In 1968, Malcom Rifkind, then a 22 year old postgraduate student at the University of Southern Rhodesia wrote the following in his University of Edinburgh thesis, “The Politics of Land in Rhodesia”:
“Today, (October 1968), land is a burning issue in Rhodesia, but only for the Africans. As far as the Europeans are concerned, the problem has been resolved – in their favour. … However, a settlement which is opposed to the wishes of 95% of the population cannot be declared to be final and land will remain a vital problem, at least until the whole political system has changed”.
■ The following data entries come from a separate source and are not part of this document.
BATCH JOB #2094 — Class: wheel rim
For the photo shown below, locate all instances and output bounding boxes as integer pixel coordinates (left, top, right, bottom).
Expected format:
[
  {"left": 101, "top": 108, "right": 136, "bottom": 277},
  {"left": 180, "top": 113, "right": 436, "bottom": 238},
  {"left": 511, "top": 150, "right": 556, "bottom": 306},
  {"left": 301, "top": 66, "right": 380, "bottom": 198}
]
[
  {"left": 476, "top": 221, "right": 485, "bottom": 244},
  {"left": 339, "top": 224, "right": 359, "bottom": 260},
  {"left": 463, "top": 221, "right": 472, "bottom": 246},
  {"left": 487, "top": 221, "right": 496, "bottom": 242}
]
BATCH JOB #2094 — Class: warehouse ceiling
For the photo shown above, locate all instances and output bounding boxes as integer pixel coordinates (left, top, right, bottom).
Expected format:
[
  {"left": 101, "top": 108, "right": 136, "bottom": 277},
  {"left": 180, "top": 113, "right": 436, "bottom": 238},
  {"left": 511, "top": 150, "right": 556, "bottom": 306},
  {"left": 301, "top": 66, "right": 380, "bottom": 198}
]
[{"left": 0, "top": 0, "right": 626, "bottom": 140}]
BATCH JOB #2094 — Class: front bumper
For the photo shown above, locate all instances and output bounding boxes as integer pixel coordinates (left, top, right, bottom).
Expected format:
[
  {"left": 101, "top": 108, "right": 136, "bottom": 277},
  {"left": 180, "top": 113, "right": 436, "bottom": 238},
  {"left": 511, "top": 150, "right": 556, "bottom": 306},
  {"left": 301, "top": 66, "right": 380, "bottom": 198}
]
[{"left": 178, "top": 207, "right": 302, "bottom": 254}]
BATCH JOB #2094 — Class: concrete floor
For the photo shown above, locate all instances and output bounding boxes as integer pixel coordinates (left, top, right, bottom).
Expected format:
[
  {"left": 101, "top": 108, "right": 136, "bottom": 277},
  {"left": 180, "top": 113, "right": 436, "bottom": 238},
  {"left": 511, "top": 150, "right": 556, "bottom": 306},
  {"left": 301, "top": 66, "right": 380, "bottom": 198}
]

Well, 22 years later, in 1980 when Malcom Rifkind was a member of Mrs Thatcher’s government, the political system did change with Independence. But the land issue remained a ‘vital problem’. It was not until 2000 that land reform for the majority occurred. And whether the political system has changed in the right direction remains a subject of hot debate. Malcom Rifkind of course later went on to become Britain’s Foreign Secretary, and served in both Mrs Thatcher’s and John Major’s governments. A conservative politician, he is not usually associated with progressive views about land. But as a young student in Southern Rhodesia durng the UDI period, his analysis of land issues showed deep insight and prescience. I read this thesis years ago when doing my own PhD. The author was a minister of state in the Foreign Office at time (responsible for the Falklands!). To read the thesis, you had to go to the University of London Senate House library and sign a form that you had consulted it. Not many had. But now, thanks to Joe Hanlon at the Open University who rediscovered it in preparing his remarkable forthcoming book ‘Zimbabwe Takes Back the Land’ (more on this when it’s released), and with Sir Malcom’s permission, you can now read it yourself (Sorry it’s really large (15MB), so you may have to wait a bit… or go to Senate House if it’s close by). We have posted it on the Zimbabweland.net website so others can pick up its insights. Perhaps his successors at the Foreign and Commonwealth Office should have read it. Britain’s appalling record of diplomacy with Zimbabwe has been repeatedly ill-informed. Of course the ‘Clare Short letter’ was the pinnacle, but there have been so many other moments when inappropriate signals have been given and gaffes made. There is a new UK Ambassador in Harare, Deborah Bronnert. I will send her the link to Sir Malcom’s thesis. Informed British foreign policy on Zimbabwe in the coming years will be critical.